[
Lists Home |
Date Index |
Thread Index
]
Some schema languages use string regular expressions to check lexical space of
attributes and character data. The regex strings often become uncomprehensible,
such as
(([a-zA-Z][0-9a-zA-Z+\-\.]*:)?/{0,2}[0-9a-zA-Z;/?:@&=+$\.\-_!~*'()%]+)?(#[0-9a-zA-Z;/?:@&=+$\.\-_!~*'()%]+)?
for any URI.
Providing a structured syntax, similar to that for XML, would help reading and debugging
them, for example,
s-pattern="""
comment = "\(([^\(\)\\]|\\.)*\)"
atom = "[a-zA-Z0-9!#$%&'*+\-/=?\^_`{|}~]+"

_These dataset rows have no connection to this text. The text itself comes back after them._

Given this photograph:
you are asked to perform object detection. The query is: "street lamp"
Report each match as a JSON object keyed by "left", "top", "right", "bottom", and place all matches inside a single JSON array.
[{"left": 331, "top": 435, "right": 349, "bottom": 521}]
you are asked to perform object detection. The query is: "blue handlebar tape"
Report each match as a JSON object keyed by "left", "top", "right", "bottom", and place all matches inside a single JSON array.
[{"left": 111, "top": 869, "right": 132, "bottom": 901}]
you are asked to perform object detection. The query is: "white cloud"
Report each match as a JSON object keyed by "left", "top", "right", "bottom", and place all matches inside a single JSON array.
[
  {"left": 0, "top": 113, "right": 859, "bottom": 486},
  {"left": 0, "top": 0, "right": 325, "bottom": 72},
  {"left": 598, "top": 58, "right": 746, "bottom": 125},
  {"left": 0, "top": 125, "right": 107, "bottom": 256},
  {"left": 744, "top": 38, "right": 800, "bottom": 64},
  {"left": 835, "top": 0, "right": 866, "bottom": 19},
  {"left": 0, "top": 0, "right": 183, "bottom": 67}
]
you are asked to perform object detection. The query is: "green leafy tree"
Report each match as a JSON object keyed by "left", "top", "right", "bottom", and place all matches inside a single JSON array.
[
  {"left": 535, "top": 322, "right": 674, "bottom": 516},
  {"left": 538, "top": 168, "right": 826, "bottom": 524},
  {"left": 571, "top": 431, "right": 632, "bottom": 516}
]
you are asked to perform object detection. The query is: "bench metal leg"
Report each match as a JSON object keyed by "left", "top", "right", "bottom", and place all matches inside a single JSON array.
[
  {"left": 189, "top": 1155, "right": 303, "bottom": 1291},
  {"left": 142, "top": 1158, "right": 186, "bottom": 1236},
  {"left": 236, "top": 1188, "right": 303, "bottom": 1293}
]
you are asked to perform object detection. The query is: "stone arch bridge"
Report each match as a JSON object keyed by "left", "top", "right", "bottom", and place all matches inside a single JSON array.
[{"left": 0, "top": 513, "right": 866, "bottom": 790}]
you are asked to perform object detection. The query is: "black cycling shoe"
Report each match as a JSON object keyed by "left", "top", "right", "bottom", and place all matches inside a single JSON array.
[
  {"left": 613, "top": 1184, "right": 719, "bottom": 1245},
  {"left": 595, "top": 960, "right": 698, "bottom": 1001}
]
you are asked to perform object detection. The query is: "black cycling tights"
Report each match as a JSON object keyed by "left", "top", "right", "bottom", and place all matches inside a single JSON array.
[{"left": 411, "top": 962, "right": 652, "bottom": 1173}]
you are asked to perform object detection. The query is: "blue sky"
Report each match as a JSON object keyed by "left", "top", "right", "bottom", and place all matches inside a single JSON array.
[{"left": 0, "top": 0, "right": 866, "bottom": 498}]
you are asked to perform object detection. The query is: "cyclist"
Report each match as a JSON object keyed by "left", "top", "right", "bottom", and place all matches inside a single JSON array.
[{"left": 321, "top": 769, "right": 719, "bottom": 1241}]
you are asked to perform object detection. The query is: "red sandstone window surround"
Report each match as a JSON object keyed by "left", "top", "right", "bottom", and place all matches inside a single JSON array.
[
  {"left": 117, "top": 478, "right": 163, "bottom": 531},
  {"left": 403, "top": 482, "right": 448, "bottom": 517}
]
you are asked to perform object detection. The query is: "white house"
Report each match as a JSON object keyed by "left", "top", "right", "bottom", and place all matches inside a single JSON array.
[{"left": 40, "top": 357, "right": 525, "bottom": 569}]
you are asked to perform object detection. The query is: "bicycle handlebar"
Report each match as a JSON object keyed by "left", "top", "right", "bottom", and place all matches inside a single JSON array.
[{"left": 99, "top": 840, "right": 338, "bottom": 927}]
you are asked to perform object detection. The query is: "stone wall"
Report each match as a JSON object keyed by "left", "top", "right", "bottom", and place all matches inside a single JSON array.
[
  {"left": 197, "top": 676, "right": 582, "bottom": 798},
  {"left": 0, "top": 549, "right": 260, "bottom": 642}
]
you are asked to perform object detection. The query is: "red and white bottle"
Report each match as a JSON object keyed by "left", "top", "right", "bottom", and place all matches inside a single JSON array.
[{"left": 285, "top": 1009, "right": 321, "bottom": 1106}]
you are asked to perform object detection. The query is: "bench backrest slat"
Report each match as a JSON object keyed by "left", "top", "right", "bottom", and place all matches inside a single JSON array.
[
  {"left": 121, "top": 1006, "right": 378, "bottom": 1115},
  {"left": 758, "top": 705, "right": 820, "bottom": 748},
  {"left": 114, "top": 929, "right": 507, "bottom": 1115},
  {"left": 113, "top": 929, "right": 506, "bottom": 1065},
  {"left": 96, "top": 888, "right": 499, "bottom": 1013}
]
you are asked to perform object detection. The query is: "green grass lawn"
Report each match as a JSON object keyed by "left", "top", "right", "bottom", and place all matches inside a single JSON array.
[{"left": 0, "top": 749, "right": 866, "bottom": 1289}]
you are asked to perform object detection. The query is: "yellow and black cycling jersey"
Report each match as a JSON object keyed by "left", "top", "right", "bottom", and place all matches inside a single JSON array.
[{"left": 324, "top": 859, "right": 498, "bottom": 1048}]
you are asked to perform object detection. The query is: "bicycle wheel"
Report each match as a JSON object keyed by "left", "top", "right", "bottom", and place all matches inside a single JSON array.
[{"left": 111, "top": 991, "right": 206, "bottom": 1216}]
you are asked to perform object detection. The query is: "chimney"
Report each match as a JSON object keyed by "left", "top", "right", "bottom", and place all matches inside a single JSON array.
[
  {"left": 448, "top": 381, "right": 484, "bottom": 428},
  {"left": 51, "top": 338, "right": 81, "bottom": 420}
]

atoms = atom "(\." atom ")*"
person = "\"([^\"\\]|\\.)*\""
location = "\[([^\[\]\\]|\\.)*\]"
local-part = "(" atoms "|" person ")"
domain = "(" atoms "|" location ")"
start = "(" comment " )?" local-part "@" domain "( " comment ")?"
"""
instead of
pattern=
"(\(([^\(\)\\]|\\.)*\) )?"
~ """([a-zA-Z0-9!#$%&'*+\-/=?\^_`{|}~]+(\.[a-zA-Z0-9!#$%&'*+\-/=?\^_`{|}~]+)*|"([^"\\]|\\.)*")"""
~ "@"
~ "([a-zA-Z0-9!#$%&'*+\-/=?\^_`{|}~]+(\.[a-zA-Z0-9!#$%&'*+\-/=?\^_`{|}~]+)*|\[([^\[\]\\]|\\.)*\])"
~ "( \(([^\(\)\\]|\\.)*\))?"
Why isn't it done?
David
|